Il me paraît que vos ambassadeurs ne font pas grand cas de nos montres de Ferney ; cependant je compte qu’il y en aura une incessamment avec le portrait du comte d’Aranda, qu’il faudra bien que monsieur l’ambassadeur d’Espagne prenne.

J’ai reçu de mon mieux le prince Pignatelli, son fils, malgré mes maux, ma misère, et ma colonie.

Le beau-frère de Fréron[1] me persécute toujours pour lui faire avoir justice ; mais je ne sais ce que c’est que son affaire. Ce beau-frère me paraît un bavard ; et d’ailleurs on dit qu’il suffit d’être allié de Fréron pour ne valoir pas grand’chose.

Lekain nous a envoyé trois grandes lettres pour avoir deux copies de mon visage en plâtre. Je lui réponds par un petit billet[2], que je vous prie de lui faire tenir ; on n’a pas de visage de plâtre si aisément qu’il le pense.

Je ne sais, mon cher ange, si vous êtes à Paris ou à Compiègne.

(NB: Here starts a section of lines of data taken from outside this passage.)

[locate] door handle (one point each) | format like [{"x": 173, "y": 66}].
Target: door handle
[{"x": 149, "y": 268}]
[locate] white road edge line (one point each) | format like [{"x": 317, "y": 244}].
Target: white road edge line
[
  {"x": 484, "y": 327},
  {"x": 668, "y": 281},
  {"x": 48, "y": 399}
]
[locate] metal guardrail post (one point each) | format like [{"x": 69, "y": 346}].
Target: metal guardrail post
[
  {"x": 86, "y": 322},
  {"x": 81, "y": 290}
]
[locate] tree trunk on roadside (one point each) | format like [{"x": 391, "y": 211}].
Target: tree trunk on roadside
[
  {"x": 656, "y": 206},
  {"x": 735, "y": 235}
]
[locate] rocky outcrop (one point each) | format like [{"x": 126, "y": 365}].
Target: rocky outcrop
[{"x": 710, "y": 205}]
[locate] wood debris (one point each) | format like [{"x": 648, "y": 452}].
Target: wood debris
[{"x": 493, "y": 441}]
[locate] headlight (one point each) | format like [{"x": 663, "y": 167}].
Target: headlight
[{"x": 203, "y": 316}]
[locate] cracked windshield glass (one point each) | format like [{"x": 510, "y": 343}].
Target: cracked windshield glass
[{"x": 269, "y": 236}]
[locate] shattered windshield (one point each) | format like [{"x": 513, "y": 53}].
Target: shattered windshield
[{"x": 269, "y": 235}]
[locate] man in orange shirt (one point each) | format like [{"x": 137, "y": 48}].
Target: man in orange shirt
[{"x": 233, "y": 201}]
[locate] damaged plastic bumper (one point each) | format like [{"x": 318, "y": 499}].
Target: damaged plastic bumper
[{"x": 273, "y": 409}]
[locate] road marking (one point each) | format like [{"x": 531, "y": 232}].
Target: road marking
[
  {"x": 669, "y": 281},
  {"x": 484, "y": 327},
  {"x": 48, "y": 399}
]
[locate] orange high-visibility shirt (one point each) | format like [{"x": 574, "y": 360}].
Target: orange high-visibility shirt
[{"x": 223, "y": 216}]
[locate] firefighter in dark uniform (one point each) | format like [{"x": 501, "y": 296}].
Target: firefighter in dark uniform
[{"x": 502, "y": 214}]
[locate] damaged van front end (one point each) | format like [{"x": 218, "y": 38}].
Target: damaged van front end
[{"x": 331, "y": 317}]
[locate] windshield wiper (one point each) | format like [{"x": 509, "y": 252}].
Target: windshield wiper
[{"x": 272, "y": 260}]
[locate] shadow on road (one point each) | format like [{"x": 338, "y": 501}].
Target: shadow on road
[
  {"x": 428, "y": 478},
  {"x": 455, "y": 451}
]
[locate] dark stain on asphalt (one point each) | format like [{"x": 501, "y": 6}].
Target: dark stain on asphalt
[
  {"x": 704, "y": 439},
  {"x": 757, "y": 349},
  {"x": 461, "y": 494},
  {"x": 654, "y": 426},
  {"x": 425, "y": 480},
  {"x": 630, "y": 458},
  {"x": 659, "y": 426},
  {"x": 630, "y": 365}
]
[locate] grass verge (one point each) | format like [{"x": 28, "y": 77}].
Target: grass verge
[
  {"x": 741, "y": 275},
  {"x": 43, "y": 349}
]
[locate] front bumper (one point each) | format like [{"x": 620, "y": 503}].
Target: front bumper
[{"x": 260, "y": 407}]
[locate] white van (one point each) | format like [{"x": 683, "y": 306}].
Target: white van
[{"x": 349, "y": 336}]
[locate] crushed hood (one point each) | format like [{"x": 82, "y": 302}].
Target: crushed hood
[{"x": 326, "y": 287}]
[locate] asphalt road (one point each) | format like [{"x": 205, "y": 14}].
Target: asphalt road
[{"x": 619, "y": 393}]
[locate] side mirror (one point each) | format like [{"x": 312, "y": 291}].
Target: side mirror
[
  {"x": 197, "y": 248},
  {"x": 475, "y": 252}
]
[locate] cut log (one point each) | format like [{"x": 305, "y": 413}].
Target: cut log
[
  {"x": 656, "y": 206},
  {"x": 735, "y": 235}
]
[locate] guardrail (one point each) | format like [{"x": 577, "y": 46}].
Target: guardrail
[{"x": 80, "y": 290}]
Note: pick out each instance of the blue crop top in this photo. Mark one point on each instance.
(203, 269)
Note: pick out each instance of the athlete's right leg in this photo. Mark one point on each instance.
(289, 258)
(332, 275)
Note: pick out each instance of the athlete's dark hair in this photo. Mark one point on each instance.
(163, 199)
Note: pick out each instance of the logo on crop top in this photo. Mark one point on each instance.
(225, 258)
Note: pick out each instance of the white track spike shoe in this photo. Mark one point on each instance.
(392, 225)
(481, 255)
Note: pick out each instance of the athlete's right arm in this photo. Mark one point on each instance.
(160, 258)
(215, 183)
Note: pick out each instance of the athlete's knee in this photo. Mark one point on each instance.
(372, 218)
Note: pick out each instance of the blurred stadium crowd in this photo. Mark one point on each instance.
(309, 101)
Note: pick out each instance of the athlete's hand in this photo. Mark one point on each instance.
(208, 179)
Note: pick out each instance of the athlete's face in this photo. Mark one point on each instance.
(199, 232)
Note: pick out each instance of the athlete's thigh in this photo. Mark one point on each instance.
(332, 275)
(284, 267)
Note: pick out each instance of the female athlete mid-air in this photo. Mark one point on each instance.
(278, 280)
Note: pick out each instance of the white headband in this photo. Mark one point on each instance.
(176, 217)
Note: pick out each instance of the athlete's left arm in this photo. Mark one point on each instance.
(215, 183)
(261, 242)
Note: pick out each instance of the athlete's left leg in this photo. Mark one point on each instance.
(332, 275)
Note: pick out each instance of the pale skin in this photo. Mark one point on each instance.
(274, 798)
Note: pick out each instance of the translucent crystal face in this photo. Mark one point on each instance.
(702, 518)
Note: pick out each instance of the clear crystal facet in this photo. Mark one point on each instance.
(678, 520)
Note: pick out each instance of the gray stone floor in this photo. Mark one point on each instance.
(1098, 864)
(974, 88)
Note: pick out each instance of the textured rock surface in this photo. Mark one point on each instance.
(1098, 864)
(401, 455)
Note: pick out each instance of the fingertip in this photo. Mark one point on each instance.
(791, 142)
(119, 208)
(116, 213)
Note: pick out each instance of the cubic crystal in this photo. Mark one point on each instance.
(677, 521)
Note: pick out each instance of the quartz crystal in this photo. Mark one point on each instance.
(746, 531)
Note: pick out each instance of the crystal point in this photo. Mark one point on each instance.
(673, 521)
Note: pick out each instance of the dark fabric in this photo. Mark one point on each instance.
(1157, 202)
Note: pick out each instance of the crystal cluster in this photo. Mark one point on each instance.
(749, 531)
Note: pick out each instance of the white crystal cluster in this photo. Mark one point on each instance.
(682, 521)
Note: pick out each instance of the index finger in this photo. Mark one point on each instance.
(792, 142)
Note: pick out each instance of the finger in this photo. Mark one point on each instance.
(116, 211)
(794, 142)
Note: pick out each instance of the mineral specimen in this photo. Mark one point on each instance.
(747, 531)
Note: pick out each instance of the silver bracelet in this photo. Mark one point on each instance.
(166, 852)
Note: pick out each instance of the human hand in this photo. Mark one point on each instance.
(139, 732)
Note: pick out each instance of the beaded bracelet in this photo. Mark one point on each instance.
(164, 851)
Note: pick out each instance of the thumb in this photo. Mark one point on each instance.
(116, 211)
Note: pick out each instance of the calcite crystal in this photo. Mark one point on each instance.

Supposé que ce soit à Compiègne, je vous supplie de communiquer à M. le duc de Choiseul mon étonnement, dont je ne suis pas encore revenu. J’avais pris la liberté d’envoyer sous son enveloppe, en Espagne, une caisse des ouvrages de ma manufacture. Il daigna se charger de la faire passer par la poste à Bordeaux, et de l’adresser à un patron de vaisseau pour la rendre à Cadix ; et voici qu’il m’envoie lui-même le reçu du patron ; mon protecteur devient mon commissionnaire. Mons de Louvois n’aurait pas fait de ces choses-là ; aussi je l’aime autant que je hais mons de Louvois.

Il a fait encore bien pis ; il a acheté de nos montres pour le compte du roi. Nos émigrants l’adorent, et j’en fais tout autant. Il fera de notre petit pays, jusqu’à présent inconnu, un pays charmant. Mais que dites-vous de moi, qui risque de me ruiner pour établir chez moi des familles genevoises ? L’ingénieur du roi de Narsingue[3] n’y faisait œuvre. Je sens bien que cela est un peu ridicule à mon âge et avec mes maladies.


Passse encorUn octogénaire plantait.
Passe encor de bâtir ; mais planter à cet âge !

(La Fontaine, liv. XI, fab. VIII.)

À quelque âge que ce soit, radoteur ou non, je serai tendrement attaché à mes deux anges jusqu’au dernier moment de ma drôle de vie.

Mme Denis se joint à moi pour vous dire les mêmes choses. Ce n’est pas qu’elle radote comme moi, elle n’en est pas là, mais elle vous aime comme moi.

  1. Royou ; voyez tome XXIV, page 189.
  2. Il manque.
  3. Maupertuis ; voyez la note, tome XXIV, page 232.